Missão lunar Athena: do pouso histórico a declaração de falha
Lançada para fornecer dados cruciais para o futuro retorno de humanos à Lua, a Athena pousou a cerca de 400 km de seu local de pouso pretendido, próximo ao polo sul lunar. Inicialmente, a nave espacial conseguiu gerar energia e transmitir dados para a Terra, indicando uma “atitude incorreta”.
No entanto, a IM confirmou na sexta-feira (7) que a Athena tombou de lado e, devido à orientação de seus painéis solares e às temperaturas extremas na cratera, seria incapaz de recarregar suas baterias, encerrando a missão.

A falha da Athena levanta preocupações sobre o design da nave, que compartilha semelhanças com a Odysseus, a primeira espaçonave privada a pousar na Lua. Odysseus também tombou durante o pouso em fevereiro de 2024, após quebrar uma perna. Essa repetição de falhas levanta questionamentos sobre a confiabilidade do design e a necessidade de aprimoramentos para futuras missões.

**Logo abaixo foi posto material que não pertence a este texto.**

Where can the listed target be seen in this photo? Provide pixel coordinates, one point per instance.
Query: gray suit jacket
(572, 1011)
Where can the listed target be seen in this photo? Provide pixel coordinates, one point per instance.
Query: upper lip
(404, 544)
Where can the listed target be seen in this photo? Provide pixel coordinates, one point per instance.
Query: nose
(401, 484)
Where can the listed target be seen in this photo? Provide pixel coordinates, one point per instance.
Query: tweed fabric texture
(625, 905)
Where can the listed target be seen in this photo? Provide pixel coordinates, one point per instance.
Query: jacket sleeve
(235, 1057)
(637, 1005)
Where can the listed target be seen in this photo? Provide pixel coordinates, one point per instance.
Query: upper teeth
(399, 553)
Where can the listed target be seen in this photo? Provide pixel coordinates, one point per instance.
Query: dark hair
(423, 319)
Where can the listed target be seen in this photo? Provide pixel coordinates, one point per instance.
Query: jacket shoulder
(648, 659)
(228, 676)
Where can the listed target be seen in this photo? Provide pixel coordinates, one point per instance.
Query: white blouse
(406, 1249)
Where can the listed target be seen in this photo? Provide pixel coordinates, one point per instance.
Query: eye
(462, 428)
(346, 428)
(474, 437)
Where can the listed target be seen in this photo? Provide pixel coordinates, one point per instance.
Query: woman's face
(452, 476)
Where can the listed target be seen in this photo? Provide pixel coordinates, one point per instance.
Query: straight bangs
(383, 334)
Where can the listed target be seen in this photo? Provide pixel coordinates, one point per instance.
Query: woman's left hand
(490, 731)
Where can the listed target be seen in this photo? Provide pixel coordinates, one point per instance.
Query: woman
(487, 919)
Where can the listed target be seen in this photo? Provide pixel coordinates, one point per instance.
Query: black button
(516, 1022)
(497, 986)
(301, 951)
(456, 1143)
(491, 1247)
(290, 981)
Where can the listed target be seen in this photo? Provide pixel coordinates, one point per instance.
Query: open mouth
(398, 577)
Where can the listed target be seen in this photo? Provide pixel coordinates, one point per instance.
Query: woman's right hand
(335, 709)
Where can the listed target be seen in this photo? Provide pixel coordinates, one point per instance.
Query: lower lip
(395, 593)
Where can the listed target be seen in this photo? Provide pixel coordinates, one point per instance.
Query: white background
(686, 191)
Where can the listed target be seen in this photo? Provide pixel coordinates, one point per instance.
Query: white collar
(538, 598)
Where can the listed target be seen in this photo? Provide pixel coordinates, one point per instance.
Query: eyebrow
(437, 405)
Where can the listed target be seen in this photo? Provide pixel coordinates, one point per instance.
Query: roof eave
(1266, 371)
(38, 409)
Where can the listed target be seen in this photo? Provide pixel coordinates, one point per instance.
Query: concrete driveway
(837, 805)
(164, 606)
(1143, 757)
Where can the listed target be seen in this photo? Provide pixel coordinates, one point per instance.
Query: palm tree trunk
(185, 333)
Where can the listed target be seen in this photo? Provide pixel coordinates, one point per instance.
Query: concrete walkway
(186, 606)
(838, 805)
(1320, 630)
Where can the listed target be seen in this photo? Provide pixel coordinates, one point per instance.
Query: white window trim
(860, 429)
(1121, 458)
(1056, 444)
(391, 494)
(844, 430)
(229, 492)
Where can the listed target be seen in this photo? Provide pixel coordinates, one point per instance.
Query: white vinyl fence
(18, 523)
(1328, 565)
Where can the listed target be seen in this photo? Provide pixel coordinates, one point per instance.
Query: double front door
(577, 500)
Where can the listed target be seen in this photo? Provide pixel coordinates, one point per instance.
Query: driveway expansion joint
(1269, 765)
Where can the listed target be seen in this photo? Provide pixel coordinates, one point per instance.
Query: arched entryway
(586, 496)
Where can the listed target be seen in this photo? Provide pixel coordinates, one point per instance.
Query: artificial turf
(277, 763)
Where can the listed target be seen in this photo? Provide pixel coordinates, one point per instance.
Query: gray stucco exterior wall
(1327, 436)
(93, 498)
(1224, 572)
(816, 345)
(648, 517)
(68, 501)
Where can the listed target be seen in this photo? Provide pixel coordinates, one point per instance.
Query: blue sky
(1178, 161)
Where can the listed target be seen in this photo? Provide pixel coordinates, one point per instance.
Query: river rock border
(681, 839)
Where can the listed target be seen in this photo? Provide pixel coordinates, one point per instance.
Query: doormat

A missão IM-2, como era conhecida a missão da Athena, carregava diversos experimentos científicos da NASA, incluindo a broca de regolito Trident, projetada para buscar água e outros componentes essenciais para a sustentação da vida na Lua. Além disso, a nave transportava três sondas robóticas móveis, como a plataforma de prospecção autônoma móvel (Mapp), o primeiro veículo comercial a chegar à Lua. A perda desses equipamentos representa um grande impacto para o programa lunar da NASA.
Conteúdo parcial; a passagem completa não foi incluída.